Apesar de representarem apenas 0,6% do total de plantas, as árvores doentes não erradicadas são potenciais transmissoras da principal doença da citricultura, segundo o pesquisador e diretor do Centro de Citricultura Sylvio Moreira, Marcos Antonio Machado. "A ação (do greening) é muito rápida e podemos perder o controle em um ano, se não houver a erradicação. Não tem cura e não há variedade resistente à doença", diz Machado.

O centro de pesquisa, ao lado do Fundo de Defesa da Citricultura (Fundecitrus), é responsável pela confirmação de novos casos de greening. Machado alerta ainda que produtores, por estarem em plena colheita, relutam em erradicar plantas contaminadas. "Eles querem esperar e descumprem a lei."

A missão sanitária da União Européia encerra hoje a auditoria feita no parque citrícola paulista com uma reunião na sede do Fundecitrus, em Araraquara. Um dos principais importadores de laranja de mesa e de suco do Brasil, o mercado europeu impõe sistematicamente barreiras contra a fruta fresca do País. A alegação é a possível contaminação das frutas locais com a pinta preta, doença comum no Brasil, mas exótica nos pomares europeus.

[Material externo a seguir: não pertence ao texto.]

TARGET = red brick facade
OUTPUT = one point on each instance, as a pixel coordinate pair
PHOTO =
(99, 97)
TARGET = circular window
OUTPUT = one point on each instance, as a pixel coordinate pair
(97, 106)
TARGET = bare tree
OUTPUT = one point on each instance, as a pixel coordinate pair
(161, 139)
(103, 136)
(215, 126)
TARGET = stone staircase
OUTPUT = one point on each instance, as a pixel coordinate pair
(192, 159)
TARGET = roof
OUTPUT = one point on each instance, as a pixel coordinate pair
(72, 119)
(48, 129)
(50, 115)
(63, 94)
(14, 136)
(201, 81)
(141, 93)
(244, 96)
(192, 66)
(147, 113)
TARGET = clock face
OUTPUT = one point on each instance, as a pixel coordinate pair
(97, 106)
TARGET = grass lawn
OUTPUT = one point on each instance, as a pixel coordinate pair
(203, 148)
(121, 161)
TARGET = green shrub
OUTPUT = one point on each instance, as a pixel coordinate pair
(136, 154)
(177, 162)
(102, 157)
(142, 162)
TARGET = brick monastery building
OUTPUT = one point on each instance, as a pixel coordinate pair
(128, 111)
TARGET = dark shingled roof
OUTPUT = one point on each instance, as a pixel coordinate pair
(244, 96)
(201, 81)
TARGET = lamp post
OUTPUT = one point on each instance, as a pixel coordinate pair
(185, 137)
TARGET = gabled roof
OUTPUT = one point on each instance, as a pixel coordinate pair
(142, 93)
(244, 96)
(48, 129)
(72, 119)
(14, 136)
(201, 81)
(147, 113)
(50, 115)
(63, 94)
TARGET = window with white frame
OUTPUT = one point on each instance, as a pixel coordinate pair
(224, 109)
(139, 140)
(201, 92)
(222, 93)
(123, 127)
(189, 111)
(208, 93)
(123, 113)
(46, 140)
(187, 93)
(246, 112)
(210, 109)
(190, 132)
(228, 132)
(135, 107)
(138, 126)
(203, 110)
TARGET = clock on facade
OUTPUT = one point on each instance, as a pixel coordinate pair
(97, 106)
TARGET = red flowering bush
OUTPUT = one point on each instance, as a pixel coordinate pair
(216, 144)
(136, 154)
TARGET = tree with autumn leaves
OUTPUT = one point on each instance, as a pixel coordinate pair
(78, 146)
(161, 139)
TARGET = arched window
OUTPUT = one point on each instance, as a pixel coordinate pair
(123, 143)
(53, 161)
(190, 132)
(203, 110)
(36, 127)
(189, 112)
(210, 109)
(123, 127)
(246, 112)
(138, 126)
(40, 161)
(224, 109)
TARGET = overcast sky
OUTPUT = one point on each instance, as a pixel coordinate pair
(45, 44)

Há um ano, uma comissão semelhante visitou o Brasil e apontou falhas no processo brasileiro de certificação fitossanitária de citros, não reconheceu o processo de redução de riscos no controle de pragas adotado nos pomares comerciais do País e rechaçou citricultores reincidentes no envio de cargas com frutas com a pinta preta. A nova visita da missão européia avalia se os pedidos feitos no relatório foram cumpridos e, a exemplo da anterior, tem por objetivo normalizar o tenso comércio da laranja de mesa entre Brasil e União Européia.

Paralelamente, a indústria de suco de laranja brasileira inicia o período de "sintonia fina" com o governo americano até que seja ratificada, ou não, a tarifa antidumping imposta provisoriamente pelo Departamento de Comércio dos EUA sobre o suco brasileiro.

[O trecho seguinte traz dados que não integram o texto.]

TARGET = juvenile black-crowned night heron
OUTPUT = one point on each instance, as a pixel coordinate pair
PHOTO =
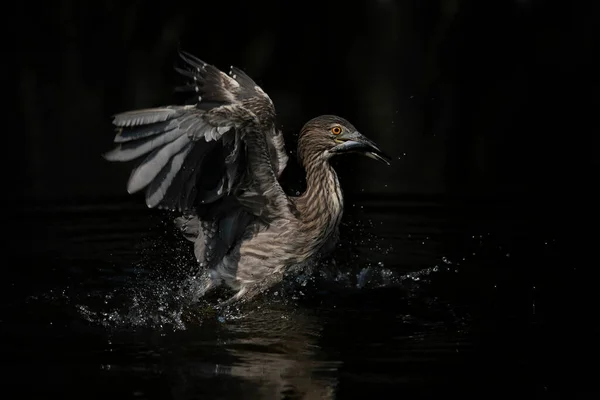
(218, 163)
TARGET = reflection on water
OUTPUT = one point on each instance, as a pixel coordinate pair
(419, 300)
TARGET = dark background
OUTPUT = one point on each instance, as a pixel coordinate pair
(486, 107)
(469, 97)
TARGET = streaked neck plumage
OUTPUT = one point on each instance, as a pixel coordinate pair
(321, 205)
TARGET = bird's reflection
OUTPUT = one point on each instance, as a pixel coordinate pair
(271, 352)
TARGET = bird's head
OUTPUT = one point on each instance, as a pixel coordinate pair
(329, 135)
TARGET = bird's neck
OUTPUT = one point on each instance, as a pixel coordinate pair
(321, 205)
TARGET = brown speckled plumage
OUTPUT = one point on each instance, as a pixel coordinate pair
(218, 162)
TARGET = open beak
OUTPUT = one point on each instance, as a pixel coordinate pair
(357, 143)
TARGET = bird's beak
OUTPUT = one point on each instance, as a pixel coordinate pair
(357, 143)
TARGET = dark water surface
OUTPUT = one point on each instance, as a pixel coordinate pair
(425, 299)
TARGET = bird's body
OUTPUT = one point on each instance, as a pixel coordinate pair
(219, 161)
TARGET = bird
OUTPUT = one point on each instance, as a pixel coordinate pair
(217, 161)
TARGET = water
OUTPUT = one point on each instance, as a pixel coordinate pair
(424, 299)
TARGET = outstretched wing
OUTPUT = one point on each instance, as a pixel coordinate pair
(224, 144)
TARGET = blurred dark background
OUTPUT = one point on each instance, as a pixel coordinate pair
(470, 97)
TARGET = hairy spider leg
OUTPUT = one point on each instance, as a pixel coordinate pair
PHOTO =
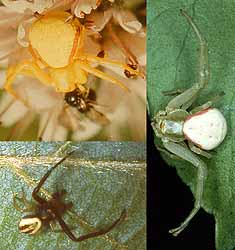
(103, 231)
(189, 156)
(106, 61)
(27, 68)
(100, 74)
(44, 178)
(186, 99)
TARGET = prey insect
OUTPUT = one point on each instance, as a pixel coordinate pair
(85, 102)
(43, 212)
(187, 133)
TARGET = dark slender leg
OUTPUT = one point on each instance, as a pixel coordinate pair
(66, 229)
(44, 178)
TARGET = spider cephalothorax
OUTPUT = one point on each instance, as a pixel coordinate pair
(56, 44)
(45, 212)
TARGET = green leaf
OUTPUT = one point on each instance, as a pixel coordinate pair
(101, 179)
(173, 63)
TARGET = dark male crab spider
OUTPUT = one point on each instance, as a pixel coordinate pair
(45, 212)
(187, 133)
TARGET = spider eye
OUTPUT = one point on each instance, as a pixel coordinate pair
(30, 225)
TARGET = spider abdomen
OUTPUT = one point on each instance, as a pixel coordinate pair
(206, 128)
(53, 39)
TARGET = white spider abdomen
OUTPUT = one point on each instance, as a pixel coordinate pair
(206, 128)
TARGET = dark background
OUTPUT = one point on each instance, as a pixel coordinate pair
(169, 202)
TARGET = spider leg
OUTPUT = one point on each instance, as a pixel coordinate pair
(186, 99)
(106, 61)
(100, 74)
(26, 68)
(44, 178)
(67, 230)
(27, 204)
(189, 156)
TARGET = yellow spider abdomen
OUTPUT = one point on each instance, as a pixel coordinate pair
(53, 39)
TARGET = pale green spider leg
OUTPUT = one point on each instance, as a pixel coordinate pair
(208, 104)
(198, 151)
(185, 99)
(186, 154)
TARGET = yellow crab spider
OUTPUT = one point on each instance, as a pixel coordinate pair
(58, 59)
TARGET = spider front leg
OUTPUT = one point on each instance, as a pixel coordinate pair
(106, 61)
(44, 178)
(86, 67)
(185, 99)
(28, 206)
(189, 156)
(103, 231)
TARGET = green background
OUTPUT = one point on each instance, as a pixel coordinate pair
(101, 180)
(173, 63)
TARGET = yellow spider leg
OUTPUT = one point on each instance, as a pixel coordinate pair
(27, 68)
(100, 74)
(106, 61)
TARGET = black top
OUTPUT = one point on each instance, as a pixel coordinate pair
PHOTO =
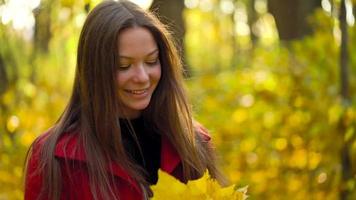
(150, 143)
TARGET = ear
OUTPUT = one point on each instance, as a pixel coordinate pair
(201, 131)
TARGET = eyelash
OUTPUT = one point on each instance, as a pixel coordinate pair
(150, 63)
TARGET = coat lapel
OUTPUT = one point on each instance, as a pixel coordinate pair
(68, 147)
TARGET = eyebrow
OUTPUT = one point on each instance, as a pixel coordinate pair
(149, 54)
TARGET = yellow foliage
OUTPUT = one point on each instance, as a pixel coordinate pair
(204, 188)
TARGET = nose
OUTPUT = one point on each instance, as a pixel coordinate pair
(141, 74)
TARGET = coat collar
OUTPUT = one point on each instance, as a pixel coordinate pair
(68, 147)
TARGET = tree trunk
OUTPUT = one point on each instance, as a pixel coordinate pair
(344, 90)
(252, 18)
(291, 17)
(42, 33)
(171, 14)
(3, 76)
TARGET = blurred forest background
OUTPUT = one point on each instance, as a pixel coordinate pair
(274, 81)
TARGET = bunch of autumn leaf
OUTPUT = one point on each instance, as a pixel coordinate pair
(204, 188)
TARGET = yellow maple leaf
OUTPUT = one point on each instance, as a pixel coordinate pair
(204, 188)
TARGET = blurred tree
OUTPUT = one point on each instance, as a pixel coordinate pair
(291, 17)
(252, 18)
(3, 76)
(171, 14)
(344, 90)
(42, 33)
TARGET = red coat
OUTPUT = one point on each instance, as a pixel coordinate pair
(75, 181)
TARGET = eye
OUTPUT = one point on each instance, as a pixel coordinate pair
(123, 66)
(152, 62)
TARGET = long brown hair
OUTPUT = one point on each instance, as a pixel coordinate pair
(94, 108)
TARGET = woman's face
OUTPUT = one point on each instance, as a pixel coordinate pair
(139, 69)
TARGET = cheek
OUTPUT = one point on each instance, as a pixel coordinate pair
(120, 79)
(158, 74)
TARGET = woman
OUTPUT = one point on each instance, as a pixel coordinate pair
(128, 115)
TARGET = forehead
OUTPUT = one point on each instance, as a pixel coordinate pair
(136, 42)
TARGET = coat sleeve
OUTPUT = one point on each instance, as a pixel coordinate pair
(33, 176)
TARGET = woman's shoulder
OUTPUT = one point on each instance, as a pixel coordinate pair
(66, 142)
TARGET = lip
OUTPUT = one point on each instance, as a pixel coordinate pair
(139, 93)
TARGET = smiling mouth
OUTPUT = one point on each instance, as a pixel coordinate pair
(137, 92)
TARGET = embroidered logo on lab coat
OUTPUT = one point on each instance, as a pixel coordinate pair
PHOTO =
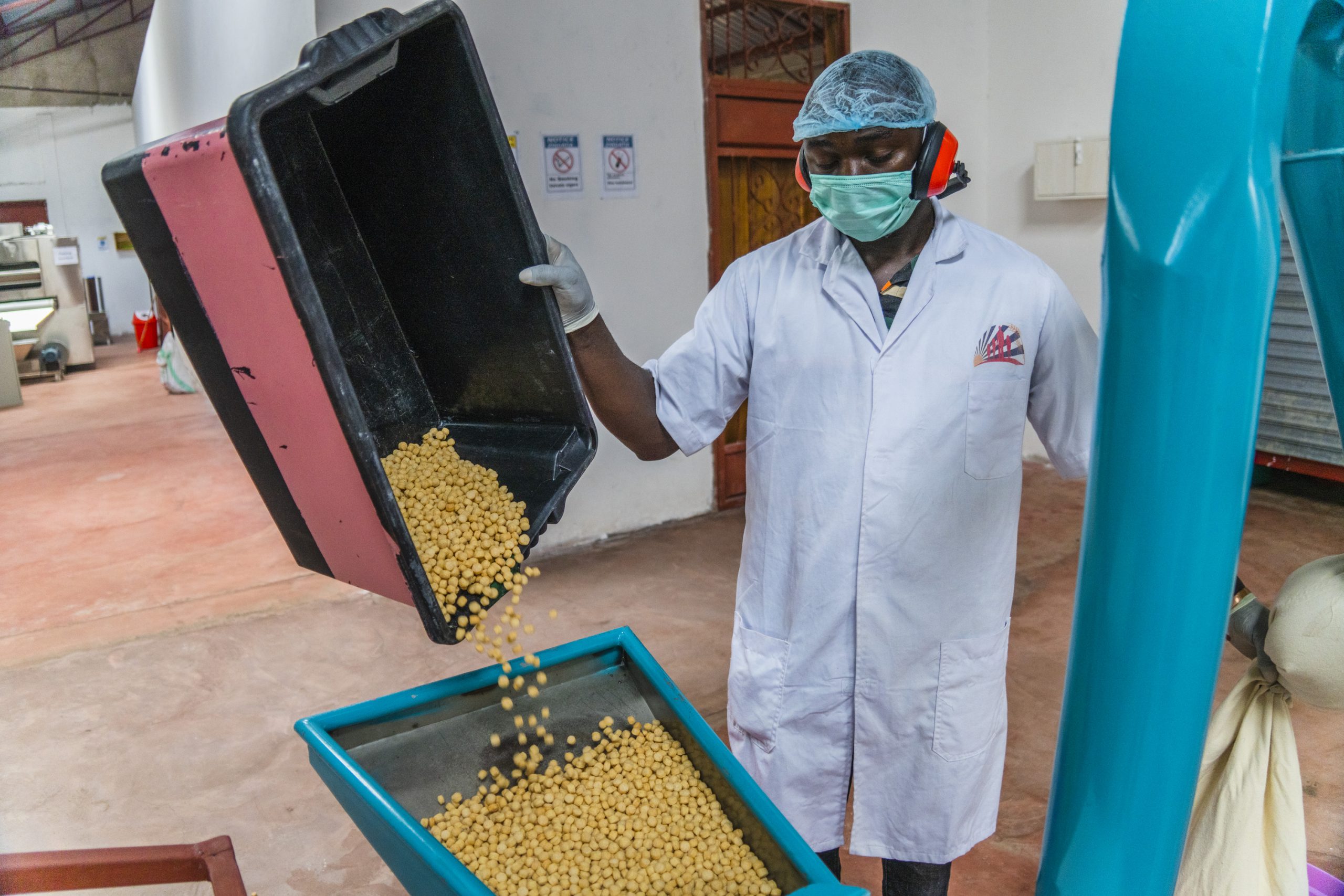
(1000, 343)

Na avaliação do presidente da Associação Brasileira dos Exportadores de Cítricos (Abecitrus), Ademerval Garcia, a tarifa é uma sobretaxa sobre o suco brasileiro, que já paga US$ 418 por tonelada para entrar no mercado americano. Com a taxação ultrapassando de US$ 600 por tonelada, ou 75% sobre os US$ 800 do preço médio de custo, as exportações para o mercado americano devem cair das 212 mil toneladas de suco de laranja na safra 2004/05 para, no máximo, 150 mil nesta safra. "Como as safras na Flórida e no Brasil vão ser menores neste ano e os estoques estão baixos aqui, (o antidumping) não afeta a nossa vida neste ano, mas isso pode mudar em 2006", disse Garcia.

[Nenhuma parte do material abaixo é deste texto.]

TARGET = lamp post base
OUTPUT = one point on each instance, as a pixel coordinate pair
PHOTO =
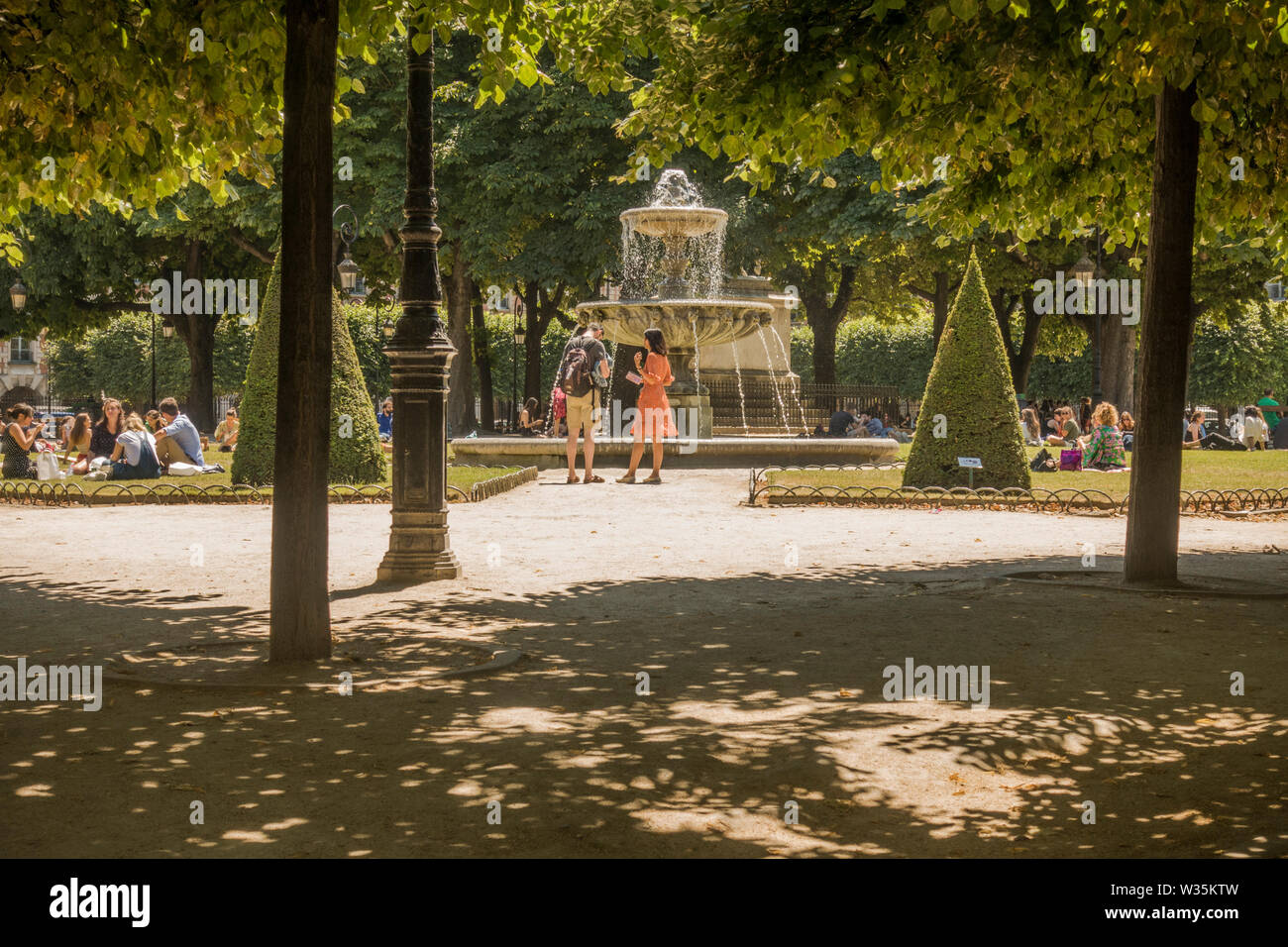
(419, 551)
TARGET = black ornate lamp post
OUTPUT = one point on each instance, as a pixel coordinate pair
(347, 268)
(420, 357)
(18, 295)
(1086, 272)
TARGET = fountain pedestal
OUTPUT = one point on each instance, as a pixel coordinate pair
(691, 401)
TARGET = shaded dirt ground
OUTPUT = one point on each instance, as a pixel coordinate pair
(765, 684)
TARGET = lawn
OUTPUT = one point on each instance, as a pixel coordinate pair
(460, 476)
(1199, 471)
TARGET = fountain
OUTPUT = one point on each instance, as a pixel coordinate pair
(673, 278)
(688, 317)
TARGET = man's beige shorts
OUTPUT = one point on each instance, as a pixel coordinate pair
(581, 412)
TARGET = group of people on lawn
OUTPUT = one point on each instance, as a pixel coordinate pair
(1104, 445)
(1108, 437)
(119, 446)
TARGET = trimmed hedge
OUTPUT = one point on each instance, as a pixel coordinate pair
(355, 459)
(970, 385)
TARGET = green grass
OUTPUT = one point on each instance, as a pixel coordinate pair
(1199, 471)
(460, 476)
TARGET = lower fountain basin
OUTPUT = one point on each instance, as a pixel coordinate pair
(738, 453)
(687, 324)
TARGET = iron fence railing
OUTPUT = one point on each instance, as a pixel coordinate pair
(58, 493)
(1231, 502)
(761, 405)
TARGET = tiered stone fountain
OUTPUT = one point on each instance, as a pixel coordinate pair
(703, 326)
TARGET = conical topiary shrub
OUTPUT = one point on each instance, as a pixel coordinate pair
(356, 455)
(969, 402)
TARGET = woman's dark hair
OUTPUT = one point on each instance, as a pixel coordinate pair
(655, 341)
(120, 416)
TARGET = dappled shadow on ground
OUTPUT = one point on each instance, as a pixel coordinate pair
(763, 690)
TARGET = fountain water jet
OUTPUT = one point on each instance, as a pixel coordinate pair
(673, 277)
(690, 316)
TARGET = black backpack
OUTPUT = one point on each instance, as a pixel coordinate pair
(576, 381)
(1042, 460)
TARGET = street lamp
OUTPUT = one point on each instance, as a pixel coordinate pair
(347, 268)
(1085, 272)
(514, 367)
(420, 356)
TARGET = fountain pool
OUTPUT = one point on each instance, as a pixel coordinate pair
(702, 322)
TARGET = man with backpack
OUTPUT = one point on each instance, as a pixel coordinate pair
(585, 356)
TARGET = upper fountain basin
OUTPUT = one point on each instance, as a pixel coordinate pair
(684, 322)
(674, 222)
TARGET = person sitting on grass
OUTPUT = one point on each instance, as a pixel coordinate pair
(1067, 431)
(840, 423)
(1127, 425)
(529, 418)
(78, 444)
(136, 454)
(1256, 432)
(1030, 428)
(103, 437)
(1103, 447)
(1198, 438)
(20, 437)
(178, 441)
(226, 434)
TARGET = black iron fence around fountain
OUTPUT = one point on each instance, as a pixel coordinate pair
(760, 405)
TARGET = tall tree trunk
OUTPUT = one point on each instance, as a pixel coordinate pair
(940, 303)
(482, 360)
(460, 397)
(299, 612)
(197, 331)
(1119, 363)
(824, 320)
(1153, 522)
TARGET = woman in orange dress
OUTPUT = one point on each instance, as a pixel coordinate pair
(655, 410)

A Abecitrus estima que a indústria irá processar entre 250 milhões e 260 milhões de caixas de 40,8 kg em 2005/06, o que confirma uma oferta ajustada à demanda. Mas, para o executivo, o maior problema ainda é a desvalorização do dólar "justamente no momento em que são necessários investimentos para suprir a demanda tecnológica gerada pelas pragas nos pomares".

Já o presidente da Associação Brasileira de Citricultores (Associtrus), Flávio Viegas, também afirma que não há uma preocupação imediata com a taxação do suco porque, na opinião dele, o mercado americano ainda tem uma forte demanda pelo produto brasileiro, após a quebra na safra local com os furacões que atingiram a Flórida, no ano passado.

"Eles vão precisar de suco e, provavelmente, pagarão o que o mercado está demandando", disse Viegas. Mas ele teme que a indústria reduza o preço pago aos produtores brasileiros para compensar o antidumping. "Reduzir preços pagos aos produtores brasileiros é terrorismo. Se o produtor for prejudicado, eu vou gritar alto."